Llegó en mayo de 1779, a los nueve años, becario del rey en una de las doce escuelas militares confiadas a congregaciones — aquí los Mínimos. El reglamento era monacal: levantarse a las seis, una celda por alumno, sin vacaciones, cinco años sin ver a su familia. Era el más pobre de los nobles y el único corso; sus compañeros se lo recordaban.

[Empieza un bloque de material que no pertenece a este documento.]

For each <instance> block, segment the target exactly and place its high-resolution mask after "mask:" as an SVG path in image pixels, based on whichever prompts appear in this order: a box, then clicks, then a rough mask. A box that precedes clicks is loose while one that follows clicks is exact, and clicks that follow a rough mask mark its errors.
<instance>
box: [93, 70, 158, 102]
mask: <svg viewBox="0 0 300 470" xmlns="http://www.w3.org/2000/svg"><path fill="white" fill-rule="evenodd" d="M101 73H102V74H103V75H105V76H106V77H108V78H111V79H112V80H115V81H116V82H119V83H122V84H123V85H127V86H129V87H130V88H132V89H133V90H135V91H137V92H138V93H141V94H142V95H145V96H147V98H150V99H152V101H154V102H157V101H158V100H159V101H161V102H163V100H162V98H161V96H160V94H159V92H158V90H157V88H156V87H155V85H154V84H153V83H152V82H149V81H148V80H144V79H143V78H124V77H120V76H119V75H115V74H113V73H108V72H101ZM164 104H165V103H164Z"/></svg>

Se refugió en las matemáticas, la geografía y la historia antigua, y fue mediocre en latín, alemán y danza. Le asignaron un cuadro de jardín que cercó con empalizadas y donde se aislaba para leer. En el invierno de 1783 organizó en el patio una batalla de bolas de nieve con reductos y trincheras, episodio que la leyenda ha agrandado mucho pero que varios condiscípulos atestiguaron.
En septiembre de 1784 el inspector de las escuelas militares, el caballero de Kéralio, lo designó para la Escuela militar de París. Su informe retuvo una constitución robusta, conducta regular, disposiciones muy marcadas para las matemáticas y un carácter altivo. Partió en octubre. No había visto a su madre en cinco años y no volvería a Córcega hasta 1786.
El 29 de enero de 1814 la campaña de Francia lo devolvió allí. Atacó a Blücher en Brienne, retomó el castillo, durmió en la ciudad y estuvo a punto de ser capturado por cosacos. El lugar de su infancia se había convertido en campo de batalla de su caída. En su testamento legó 1,2 millones de francos al municipio; la antigua escuela alberga hoy un museo Napoleón.